Maaz Shaikh - S3795603
Vaishnavi Narayana Naik - S3797442
Last updated: 26 October, 2019
You must publish your presentation to RPubs (see here) and add this link to your presentation here.
Rpubs link comes here: http://rpubs.com/vaishnavi-naik/542466
We investigate if men and women across many occupations get an equal amount of income in the United States. We consider the open data provided on Kaggle - Incomes by Career and Gender to carry out our investigation. The dataset, was retrieved from the Bureau of Labor Statistics, and we will be looking at weekly median incomes for 558 different occupations.
The problem statement/question is to find out if male and female employees have equal income across many occupations in the United States of America.
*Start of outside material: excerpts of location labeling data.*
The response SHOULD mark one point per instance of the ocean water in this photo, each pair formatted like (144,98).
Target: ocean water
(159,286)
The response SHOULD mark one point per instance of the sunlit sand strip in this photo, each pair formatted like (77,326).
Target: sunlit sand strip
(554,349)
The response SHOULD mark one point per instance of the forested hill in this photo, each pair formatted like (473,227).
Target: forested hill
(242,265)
An open dataset is being used to observe the descriptive statistics, boxplots and qqplots to visualise the data and examine the different income rates for male and females across many occupations. Following this, a hypothesis test - Two sample t-test is performed on the dataset to find (if any) statistical significant difference between the income per week between the two genders.
We use the open data from Kaggle - U.S. Incomes by Occupation and Gender. This dataset was retrieved from the Bureau of Labor Statistics and contains 558 observations and contains 7 variables.
## Classes 'spec_tbl_df', 'tbl_df', 'tbl' and 'data.frame': 558 obs. of 7 variables:
## $ Occupation : chr "ALL OCCUPATIONS" "MANAGEMENT" "Chief executives" "General and operations managers" ...
## $ All_workers: num 109080 12480 1046 823 8 ...
## $ All_weekly : chr "809" "1351" "2041" "1260" ...
## $ M_workers : num 60746 7332 763 621 5 ...
## $ M_weekly : chr "895" "1486" "2251" "1347" ...
## $ F_workers : num 48334 5147 283 202 4 ...
## $ F_weekly : chr "726" "1139" "1836" "1002" ...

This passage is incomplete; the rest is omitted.